Home > Blog > SEC CHARGES TAMMIE STEELE and STEELE FINANCIAL, INC.

SEC CHARGES TAMMIE STEELE and STEELE FINANCIAL, INC.

On Friday, September 14, 2018 the Securities and Exchange Commission charged an Indianapolis-based investment advisory firm and its sole owner (Tamara Steele and Steele Financial, Inc.) with selling approximately $13 million of high-risk securities to more than 120 advisory clients – many of whom are current or former teachers or other workers in public education – without disclosing that the firm and its owner stood to receive commissions of up to 18 percent from the sales.

Our firm is representing many of Tammie Steele’s and her brokerage firm’s investors, and are urging her BRS investors to contact us to describe their experiences.

The SEC’s complaint alleges that from December 2012 to October 2016, Steele Financial Inc. and Tamara Steele sold to advisory clients and other investors more than $15 million of the securities of Behavioral Recognition Systems Inc. (BRS), a private company previously charged with fraud by the SEC. All told, Steele and Steele Financial received commissions of cash and warrants from BRS that were worth more than $2.5 million.

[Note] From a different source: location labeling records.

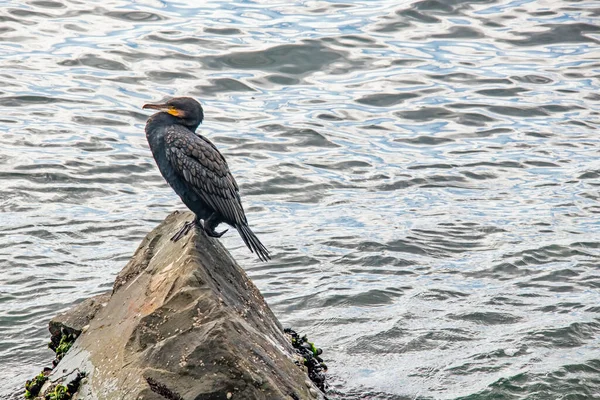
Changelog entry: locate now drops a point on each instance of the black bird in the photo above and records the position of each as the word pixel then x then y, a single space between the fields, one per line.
pixel 197 171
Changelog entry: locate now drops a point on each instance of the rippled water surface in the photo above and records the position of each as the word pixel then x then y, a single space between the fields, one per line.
pixel 426 174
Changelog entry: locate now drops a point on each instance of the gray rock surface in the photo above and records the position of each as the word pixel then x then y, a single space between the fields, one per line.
pixel 183 322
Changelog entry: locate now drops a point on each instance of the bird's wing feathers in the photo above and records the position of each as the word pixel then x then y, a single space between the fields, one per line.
pixel 205 169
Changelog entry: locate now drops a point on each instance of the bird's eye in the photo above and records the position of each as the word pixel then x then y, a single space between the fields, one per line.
pixel 174 111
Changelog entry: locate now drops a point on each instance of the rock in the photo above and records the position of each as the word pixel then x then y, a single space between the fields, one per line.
pixel 183 322
pixel 72 322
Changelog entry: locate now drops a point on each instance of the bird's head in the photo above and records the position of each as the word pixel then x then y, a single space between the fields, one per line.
pixel 186 110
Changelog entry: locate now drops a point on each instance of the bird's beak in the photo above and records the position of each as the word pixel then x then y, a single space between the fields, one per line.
pixel 162 107
pixel 166 108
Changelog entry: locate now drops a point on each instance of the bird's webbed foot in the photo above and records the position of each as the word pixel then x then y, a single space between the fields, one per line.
pixel 185 229
pixel 210 224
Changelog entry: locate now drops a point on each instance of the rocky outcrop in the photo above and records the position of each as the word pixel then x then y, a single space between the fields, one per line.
pixel 183 322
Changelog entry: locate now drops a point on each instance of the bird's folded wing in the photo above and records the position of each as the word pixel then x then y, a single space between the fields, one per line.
pixel 202 166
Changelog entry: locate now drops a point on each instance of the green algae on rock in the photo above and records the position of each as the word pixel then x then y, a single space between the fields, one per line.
pixel 183 322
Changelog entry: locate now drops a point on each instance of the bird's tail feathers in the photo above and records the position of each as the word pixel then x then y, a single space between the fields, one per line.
pixel 253 243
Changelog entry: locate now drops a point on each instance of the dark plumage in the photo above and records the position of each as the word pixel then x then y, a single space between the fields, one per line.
pixel 197 171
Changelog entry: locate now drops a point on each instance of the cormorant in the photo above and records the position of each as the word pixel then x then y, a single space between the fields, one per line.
pixel 197 171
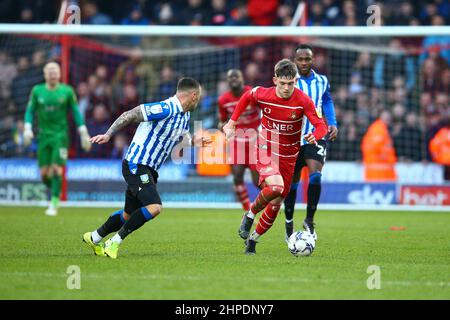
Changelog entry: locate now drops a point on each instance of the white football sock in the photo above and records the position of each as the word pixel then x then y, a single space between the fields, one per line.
pixel 255 236
pixel 116 239
pixel 96 237
pixel 251 215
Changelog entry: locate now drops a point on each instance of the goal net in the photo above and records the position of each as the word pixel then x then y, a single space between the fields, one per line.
pixel 400 79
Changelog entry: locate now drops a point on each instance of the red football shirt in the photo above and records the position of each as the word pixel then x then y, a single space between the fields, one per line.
pixel 282 119
pixel 250 117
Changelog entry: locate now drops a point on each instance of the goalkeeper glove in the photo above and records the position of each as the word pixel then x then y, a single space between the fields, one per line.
pixel 84 138
pixel 27 134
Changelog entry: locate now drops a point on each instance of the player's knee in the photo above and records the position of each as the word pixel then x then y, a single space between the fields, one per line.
pixel 277 190
pixel 126 215
pixel 315 178
pixel 154 209
pixel 57 170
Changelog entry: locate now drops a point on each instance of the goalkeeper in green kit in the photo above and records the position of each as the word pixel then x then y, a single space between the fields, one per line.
pixel 52 102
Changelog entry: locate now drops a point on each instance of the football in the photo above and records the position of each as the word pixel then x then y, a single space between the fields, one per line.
pixel 301 243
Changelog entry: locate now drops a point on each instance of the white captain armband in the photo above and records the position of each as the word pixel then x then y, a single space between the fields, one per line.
pixel 155 111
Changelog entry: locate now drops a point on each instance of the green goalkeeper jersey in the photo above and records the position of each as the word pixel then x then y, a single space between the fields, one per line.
pixel 52 107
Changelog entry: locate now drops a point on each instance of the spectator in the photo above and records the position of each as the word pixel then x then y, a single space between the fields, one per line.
pixel 409 140
pixel 316 15
pixel 219 13
pixel 90 14
pixel 398 61
pixel 168 83
pixel 195 13
pixel 404 16
pixel 378 150
pixel 8 71
pixel 84 102
pixel 431 77
pixel 348 16
pixel 98 124
pixel 239 15
pixel 439 148
pixel 428 11
pixel 138 71
pixel 120 146
pixel 364 67
pixel 135 18
pixel 251 75
pixel 129 100
pixel 262 13
pixel 26 16
pixel 284 15
pixel 164 13
pixel 436 44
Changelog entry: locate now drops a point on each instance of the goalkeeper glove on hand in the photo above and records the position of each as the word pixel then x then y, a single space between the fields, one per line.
pixel 84 138
pixel 27 134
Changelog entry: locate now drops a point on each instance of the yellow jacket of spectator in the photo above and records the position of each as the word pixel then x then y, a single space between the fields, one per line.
pixel 378 153
pixel 440 146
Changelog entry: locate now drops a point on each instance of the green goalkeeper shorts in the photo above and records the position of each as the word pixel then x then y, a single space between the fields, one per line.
pixel 52 150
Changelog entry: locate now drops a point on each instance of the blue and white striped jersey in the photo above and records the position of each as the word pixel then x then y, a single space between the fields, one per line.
pixel 317 87
pixel 165 123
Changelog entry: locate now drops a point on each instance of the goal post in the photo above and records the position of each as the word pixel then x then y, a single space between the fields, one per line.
pixel 370 69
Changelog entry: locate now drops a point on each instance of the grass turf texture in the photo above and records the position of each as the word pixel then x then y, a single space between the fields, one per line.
pixel 197 254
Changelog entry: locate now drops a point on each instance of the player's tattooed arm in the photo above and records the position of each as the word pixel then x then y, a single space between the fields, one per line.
pixel 132 116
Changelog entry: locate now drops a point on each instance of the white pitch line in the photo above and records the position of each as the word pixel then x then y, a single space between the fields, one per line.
pixel 404 283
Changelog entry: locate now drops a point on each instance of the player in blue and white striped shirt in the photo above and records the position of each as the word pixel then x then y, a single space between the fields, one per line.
pixel 317 87
pixel 162 125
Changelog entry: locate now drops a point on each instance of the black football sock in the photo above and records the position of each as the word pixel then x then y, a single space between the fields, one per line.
pixel 314 189
pixel 289 202
pixel 114 223
pixel 138 218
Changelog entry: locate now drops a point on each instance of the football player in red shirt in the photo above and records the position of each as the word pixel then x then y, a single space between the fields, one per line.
pixel 278 144
pixel 241 147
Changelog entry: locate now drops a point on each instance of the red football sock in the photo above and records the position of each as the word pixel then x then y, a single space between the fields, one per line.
pixel 267 218
pixel 267 194
pixel 242 195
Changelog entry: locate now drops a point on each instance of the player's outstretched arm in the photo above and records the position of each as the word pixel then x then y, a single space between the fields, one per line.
pixel 330 114
pixel 29 114
pixel 131 116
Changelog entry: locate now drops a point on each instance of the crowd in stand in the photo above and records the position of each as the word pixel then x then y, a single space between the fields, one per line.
pixel 228 12
pixel 412 86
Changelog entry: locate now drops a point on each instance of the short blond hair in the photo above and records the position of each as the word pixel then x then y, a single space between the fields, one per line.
pixel 51 65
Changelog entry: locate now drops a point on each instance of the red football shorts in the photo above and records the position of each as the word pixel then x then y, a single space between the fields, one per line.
pixel 241 151
pixel 272 165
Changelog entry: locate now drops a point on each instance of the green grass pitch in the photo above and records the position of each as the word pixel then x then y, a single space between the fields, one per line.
pixel 197 254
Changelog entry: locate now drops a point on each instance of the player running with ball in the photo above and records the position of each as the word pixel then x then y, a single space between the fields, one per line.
pixel 52 101
pixel 242 145
pixel 283 107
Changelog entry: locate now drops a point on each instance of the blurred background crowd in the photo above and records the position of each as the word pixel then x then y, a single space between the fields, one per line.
pixel 408 82
pixel 228 12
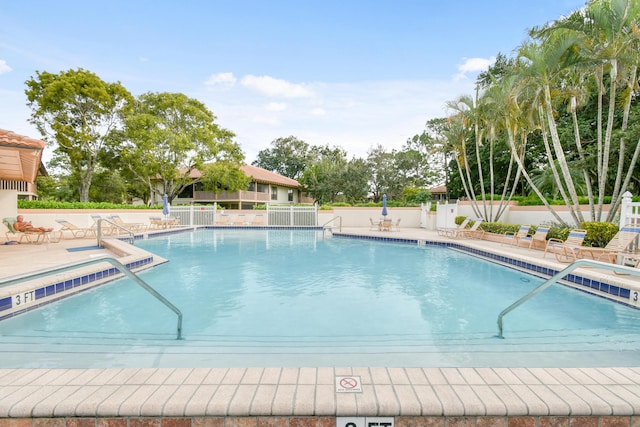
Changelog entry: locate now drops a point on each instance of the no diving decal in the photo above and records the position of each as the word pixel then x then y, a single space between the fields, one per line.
pixel 364 421
pixel 348 385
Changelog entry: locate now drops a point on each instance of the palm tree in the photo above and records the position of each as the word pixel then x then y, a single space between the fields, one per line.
pixel 606 46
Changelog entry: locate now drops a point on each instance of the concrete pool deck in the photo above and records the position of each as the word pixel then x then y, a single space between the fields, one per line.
pixel 314 396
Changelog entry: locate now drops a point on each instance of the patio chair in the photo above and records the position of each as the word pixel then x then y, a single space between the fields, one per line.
pixel 223 219
pixel 474 231
pixel 448 231
pixel 36 237
pixel 241 219
pixel 133 226
pixel 156 222
pixel 539 238
pixel 620 243
pixel 564 250
pixel 75 231
pixel 386 224
pixel 258 220
pixel 515 238
pixel 106 228
pixel 172 221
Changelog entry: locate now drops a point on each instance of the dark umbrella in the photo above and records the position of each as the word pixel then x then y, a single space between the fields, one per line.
pixel 384 205
pixel 165 208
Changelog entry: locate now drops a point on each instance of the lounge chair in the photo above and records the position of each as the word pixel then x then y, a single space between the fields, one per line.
pixel 564 250
pixel 258 220
pixel 515 238
pixel 75 231
pixel 448 231
pixel 619 244
pixel 106 228
pixel 539 238
pixel 36 237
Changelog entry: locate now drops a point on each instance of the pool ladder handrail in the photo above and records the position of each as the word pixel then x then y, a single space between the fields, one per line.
pixel 324 226
pixel 558 276
pixel 131 238
pixel 121 267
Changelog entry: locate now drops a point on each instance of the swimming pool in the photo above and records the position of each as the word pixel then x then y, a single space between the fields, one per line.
pixel 295 298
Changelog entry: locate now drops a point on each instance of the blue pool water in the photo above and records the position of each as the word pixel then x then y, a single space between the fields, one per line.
pixel 297 298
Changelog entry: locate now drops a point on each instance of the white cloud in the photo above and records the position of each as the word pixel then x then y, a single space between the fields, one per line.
pixel 354 116
pixel 273 87
pixel 221 79
pixel 276 106
pixel 4 67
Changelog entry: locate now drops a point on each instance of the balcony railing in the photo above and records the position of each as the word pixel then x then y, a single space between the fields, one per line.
pixel 243 196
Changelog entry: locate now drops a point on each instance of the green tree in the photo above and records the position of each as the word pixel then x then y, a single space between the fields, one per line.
pixel 78 113
pixel 287 156
pixel 167 136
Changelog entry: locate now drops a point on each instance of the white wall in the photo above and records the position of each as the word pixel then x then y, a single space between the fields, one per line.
pixel 8 204
pixel 532 214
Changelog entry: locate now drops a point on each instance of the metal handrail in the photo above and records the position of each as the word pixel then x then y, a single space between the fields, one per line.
pixel 131 234
pixel 556 277
pixel 121 267
pixel 331 220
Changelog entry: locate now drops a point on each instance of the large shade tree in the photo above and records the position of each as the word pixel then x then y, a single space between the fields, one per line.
pixel 77 113
pixel 168 135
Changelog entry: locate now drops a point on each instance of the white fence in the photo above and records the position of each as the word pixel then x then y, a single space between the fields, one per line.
pixel 629 211
pixel 297 216
pixel 294 216
pixel 194 215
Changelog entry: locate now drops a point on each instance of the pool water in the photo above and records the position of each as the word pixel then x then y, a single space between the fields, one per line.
pixel 299 298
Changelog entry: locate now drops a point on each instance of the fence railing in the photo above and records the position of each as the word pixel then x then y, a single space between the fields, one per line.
pixel 294 216
pixel 194 215
pixel 629 211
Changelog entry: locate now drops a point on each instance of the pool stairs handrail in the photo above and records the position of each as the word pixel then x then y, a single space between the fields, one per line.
pixel 131 237
pixel 558 276
pixel 121 267
pixel 326 226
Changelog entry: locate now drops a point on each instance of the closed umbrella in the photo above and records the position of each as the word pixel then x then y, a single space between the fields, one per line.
pixel 165 208
pixel 384 205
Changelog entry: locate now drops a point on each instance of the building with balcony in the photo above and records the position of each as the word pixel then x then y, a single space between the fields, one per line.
pixel 20 163
pixel 266 187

Steele and Steele Financial allegedly targeted their own advisory clients who generally did not invest in individual stocks, selling more than 120 clients approximately $13 million of BRS securities without disclosing that the defendants were receiving commissions from BRS. The complaint further alleges that the defendants created false invoices and took other steps to conceal their involvement selling BRS securities.
“We allege that Steele took advantage of her own advisory clients, including clients whom she herself described as ‘two-pension, two Social Security families,’” said Antonia Chion, Associate Director of the SEC’s Division of Enforcement. “Investment advisers must put their clients’ interests ahead of their own and make full and fair disclosure of financial conflicts of interest.”

The SEC’s complaint, filed in federal district court in Indiana, charges the defendants with violating the antifraud and broker-dealer registration provisions of the federal securities laws. The SEC is seeking disgorgement of ill-gotten gains with interest, penalties, and permanent injunctions.
If Tammie Steele was your financial advisor and had you invested in BRS Labs promissory notes or other BRS securities, you may have a potential claim. We are investigating claims by investors for unsuitable investing in BRS and Tammie Steele not properly disclosing the very high risks associated with this investment.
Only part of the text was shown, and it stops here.